After leaving John left Janov’s care, John and Yoko finished producing Lennon/Plastic Ono Band. Leslie analyzes the songs. Each one captures a shift in John’s outlook on life. Meanwhile, Paul worked with John Eastman to formalize his split from the Beatles so that he could pursue new projects. John Eastman convinced him to sue the band. He publicly went on record saying the Beatles weren’t getting back together.
Chapters 27-35 reiterate The Influence of Loss and Personal Experience on an Artist’s Identity by delving into the Beatles’ final years working together. Because the biography prioritizes Lennon and McCartney’s relationship, these chapters explore the effect of the band’s breakup on Lennon and McCartney as individuals. Referencing interviews, recording sessions, and media coverage, Leslie incorporates several voices into his analysis to better capture how the loss of the Beatles tested Lennon and McCartney’s friendship.
Leslie formally protracts the Beatles’ breakup to enact the emotional significance this event had on Lennon and McCartney’s respective senses of self. In addition, Leslie uses metaphors and figurative language to reify the more ineffable facets of Lennon and McCartney’s internal experiences at the time of the breakup:
The Beatles’ house did not collapse all at once, but in stages: a chimney here, a ceiling there. Now and then it seemed as if the structure might be saved.

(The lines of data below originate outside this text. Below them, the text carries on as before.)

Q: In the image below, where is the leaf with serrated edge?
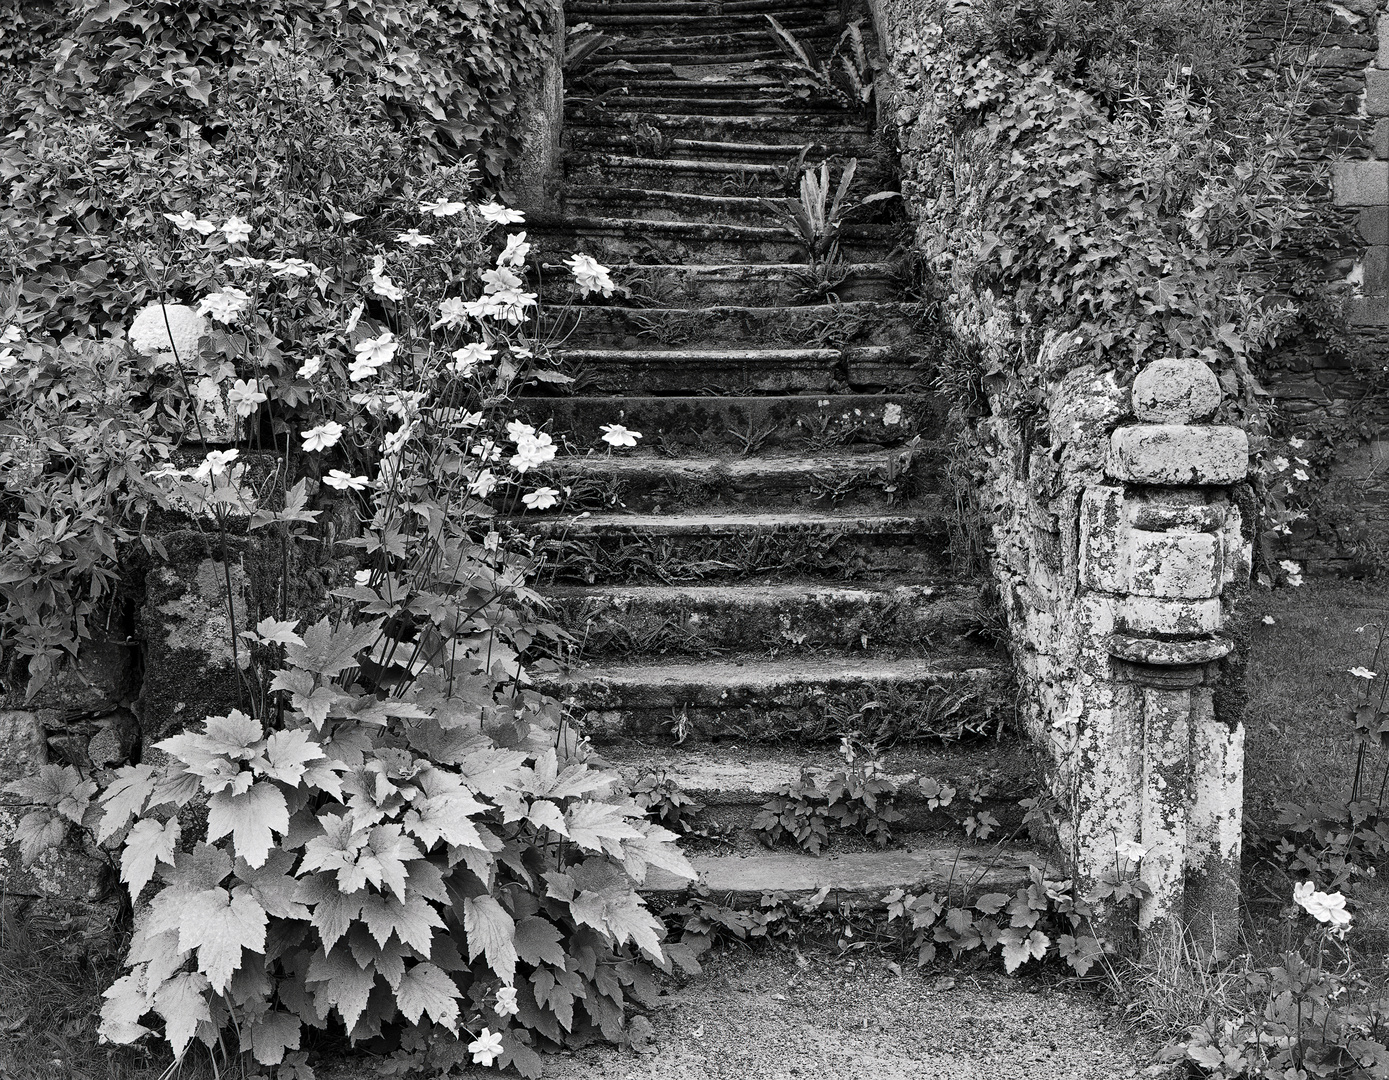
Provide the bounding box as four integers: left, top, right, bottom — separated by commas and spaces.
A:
255, 729, 323, 784
395, 961, 460, 1027
306, 946, 377, 1031
206, 781, 288, 869
526, 799, 568, 837
97, 764, 159, 841
463, 894, 517, 985
99, 972, 152, 1045
285, 618, 383, 677
250, 1011, 301, 1066
233, 850, 311, 919
154, 970, 211, 1060
122, 816, 180, 901
177, 887, 267, 993
514, 916, 566, 969
547, 762, 613, 800
564, 801, 643, 853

A Beatle would give an interview indicating they might record together again, then cast doubt on the prospect days later. […] [But] two events served to push Paul decisively away from John and the others (313).
By likening the Beatles to a house, Leslie evokes notions of a fixed, indomitable structure—which the bandmates attempted to save. However, Leslie’s tonal shift in the passage’s final line conveys how conflicts between Lennon and McCartney specifically accelerated to the group’s split. In the surrounding chapters, Leslie focuses on McCartney’s attempts “to adapt to, rather than resist, the change in his relationship with John: to accept that there are no longer just two of us”—a reference to their song “Two of Us” and to Lennon’s deepening relationship with Yoko Ono (289). Meanwhile, Lennon was establishing a creative partnership with Ono—evidence, Leslie argues, of his work to distinguish himself from McCartney even before the Beatles’ split. These tensions between McCartney and Lennon as friends only grew in the wake of the band’s breakup—each one vying for the final word on the band’s fate and competing via respective new solo projects. In these ways, Leslie carefully details each conflict that arose between Lennon and McCartney to trace the gradual distance that formed between them as they tried to discover themselves apart from one another.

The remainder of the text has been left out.